Follow-up: You have a collection with 50 million documents. Some have a ‘deletedAt’ field set to null, others do not have the field at all. You need to query for ‘non-deleted’ documents efficiently. What do you do?
  • This is a real-world mess caused by inconsistent schema conventions. A query like { deletedAt: null } matches both groups (explicitly null and field absent), so functionally it works. But it cannot use a sparse index efficiently because documents with deletedAt: null are in the index while documents without deletedAt are not.
  • The performant fix depends on whether you can run a migration. If you can, normalize all documents to one convention. I would run db.collection.updateMany({ deletedAt: null }, { $unset: { deletedAt: "" } }) to remove the explicit null values, making all “non-deleted” documents consistently lack the deletedAt field.

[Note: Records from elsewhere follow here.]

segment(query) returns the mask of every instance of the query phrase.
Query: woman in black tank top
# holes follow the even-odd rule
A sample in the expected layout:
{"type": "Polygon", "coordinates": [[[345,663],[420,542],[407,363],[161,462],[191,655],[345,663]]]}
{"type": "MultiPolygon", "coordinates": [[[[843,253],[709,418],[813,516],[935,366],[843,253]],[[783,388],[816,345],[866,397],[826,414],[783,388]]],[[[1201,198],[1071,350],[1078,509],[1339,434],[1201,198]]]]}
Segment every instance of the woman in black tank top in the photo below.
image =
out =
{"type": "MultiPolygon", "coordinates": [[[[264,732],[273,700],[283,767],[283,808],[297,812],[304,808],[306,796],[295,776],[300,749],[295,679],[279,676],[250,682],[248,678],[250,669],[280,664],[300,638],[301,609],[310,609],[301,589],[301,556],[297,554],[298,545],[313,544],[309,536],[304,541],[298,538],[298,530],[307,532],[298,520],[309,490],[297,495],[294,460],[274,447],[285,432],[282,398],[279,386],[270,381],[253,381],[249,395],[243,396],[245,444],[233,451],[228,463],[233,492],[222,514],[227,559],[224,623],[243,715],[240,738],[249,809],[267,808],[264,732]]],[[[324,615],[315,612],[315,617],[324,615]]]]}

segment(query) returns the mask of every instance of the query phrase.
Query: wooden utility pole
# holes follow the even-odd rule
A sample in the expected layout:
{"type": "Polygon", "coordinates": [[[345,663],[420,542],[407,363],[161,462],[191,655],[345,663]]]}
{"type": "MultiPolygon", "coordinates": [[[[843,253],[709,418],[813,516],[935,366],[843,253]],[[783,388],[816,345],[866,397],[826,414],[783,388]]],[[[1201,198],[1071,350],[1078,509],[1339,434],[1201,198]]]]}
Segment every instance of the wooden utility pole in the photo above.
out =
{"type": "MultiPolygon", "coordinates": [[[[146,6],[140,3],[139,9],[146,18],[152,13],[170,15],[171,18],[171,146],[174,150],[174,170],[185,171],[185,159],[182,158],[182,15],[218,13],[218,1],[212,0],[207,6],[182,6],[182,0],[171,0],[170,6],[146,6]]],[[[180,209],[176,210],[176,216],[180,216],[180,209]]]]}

Then create a sparse index on { deletedAt: 1 }. Now, querying for deleted documents uses the sparse index (small, fast), and querying for non-deleted documents uses { deletedAt: { $exists: false } }.
  • If you cannot run a migration (the collection is too large or too active), create a partial index: db.collection.createIndex({ deletedAt: 1 }, { partialFilterExpression: { deletedAt: { $exists: true } } }). This indexes only documents with a deletedAt field, keeping the index small. For non-deleted queries, the query planner knows to use a different strategy.
  • Long term, enforce the convention at the application layer (Mongoose schema) and at the database layer (JSON Schema validation) so the mixed state never recurs.